NEXT UP: Are jobless claims the new payrolls?
NEW YORK (Reuters) - Weekly jobs data normally play second fiddle to the broader monthly employment figures, but the Federal Reserve's renewed focus on the most up-to-date indicators could change that tune.
The payrolls report might get a run for its money as the mother of labor market numbers, analysts say, particularly if a spike in the number of Americans filing for unemployment benefits seen last week persists.
"The recent uptrend in unemployment claims has almost certainly caught the Fed Chairman's eye," said Thomas Higgins, chief economist at Payden & Rygel.
A crisis in the credit markets is largely responsible for this shift.
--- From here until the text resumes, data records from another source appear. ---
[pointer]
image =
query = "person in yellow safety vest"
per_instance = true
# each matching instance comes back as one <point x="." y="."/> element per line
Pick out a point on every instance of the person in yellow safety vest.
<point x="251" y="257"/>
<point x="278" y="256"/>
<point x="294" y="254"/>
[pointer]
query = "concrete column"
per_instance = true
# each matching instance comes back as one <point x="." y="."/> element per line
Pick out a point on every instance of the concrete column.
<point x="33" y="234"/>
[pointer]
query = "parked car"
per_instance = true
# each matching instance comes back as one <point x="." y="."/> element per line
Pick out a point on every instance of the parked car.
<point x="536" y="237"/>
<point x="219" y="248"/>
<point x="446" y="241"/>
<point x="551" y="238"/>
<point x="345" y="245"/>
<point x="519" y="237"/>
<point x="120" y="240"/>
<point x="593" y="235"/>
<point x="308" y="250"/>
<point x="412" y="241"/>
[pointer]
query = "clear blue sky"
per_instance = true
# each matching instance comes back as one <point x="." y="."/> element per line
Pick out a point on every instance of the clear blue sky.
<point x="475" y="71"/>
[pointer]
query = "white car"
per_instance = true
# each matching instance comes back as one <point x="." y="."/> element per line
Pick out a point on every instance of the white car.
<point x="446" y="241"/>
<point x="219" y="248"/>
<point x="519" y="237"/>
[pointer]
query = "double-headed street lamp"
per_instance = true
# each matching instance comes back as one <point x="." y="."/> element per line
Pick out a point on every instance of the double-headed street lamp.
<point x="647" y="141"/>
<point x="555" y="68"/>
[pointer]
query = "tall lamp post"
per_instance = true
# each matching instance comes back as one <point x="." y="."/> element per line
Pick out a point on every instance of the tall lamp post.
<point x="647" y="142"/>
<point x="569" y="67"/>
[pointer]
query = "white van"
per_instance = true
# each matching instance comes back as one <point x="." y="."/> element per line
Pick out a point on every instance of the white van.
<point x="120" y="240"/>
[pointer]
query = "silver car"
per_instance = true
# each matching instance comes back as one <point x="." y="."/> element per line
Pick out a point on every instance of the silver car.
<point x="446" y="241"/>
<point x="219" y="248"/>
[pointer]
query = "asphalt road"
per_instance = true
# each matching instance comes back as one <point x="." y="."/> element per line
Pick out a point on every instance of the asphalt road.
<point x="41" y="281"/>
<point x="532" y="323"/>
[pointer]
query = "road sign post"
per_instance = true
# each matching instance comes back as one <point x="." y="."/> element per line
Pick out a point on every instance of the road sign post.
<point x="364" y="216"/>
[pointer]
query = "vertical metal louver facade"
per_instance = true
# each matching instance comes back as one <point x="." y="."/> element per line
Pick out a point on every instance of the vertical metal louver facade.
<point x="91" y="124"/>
A debacle that began with rising defaults in high-risk subprime mortgages has since spread to other areas of finance, crimping lending and stifling companies' ability to fund their day-to-day operations.
This makes it all the more difficult for officials at the Fed to determine whether the economy is weakening rapidly enough to warrant a cut in interest rates.
Across the financial world, investors honed in on one particular snippet from Fed Chairman Ben Bernanke's Jackson Hole speech last week: "We will pay particularly close attention to the timeliest indicators."
That means jobless claims, usually a second-tier statistic, could take on a whole new level of importance. They might also affect the way analysts look at payrolls.
"Both initial and continuing claims have now risen to their highest levels since mid-April and will be watched carefully in the coming weeks," said Robert Mellman, economist at J.P. Morgan. "Recent layoffs in the mortgage industry may have lifted claims."
Economists are generally looking for a small pullback in claims following the prior week's jump, but expect continuing claims to hold around 2.58 million.
Any further rise in the weekly number, which came in at 334,000 last week and is due out on Thursday, could send stocks lower and put another bid into the bond market.
A big reading could also diminish the impact of a stronger jobs report on Friday, since that would be seen as telling only half the story, and a backward-looking one at that. Put another way, robust hiring would provide little comfort alongside data showing many are also being fired.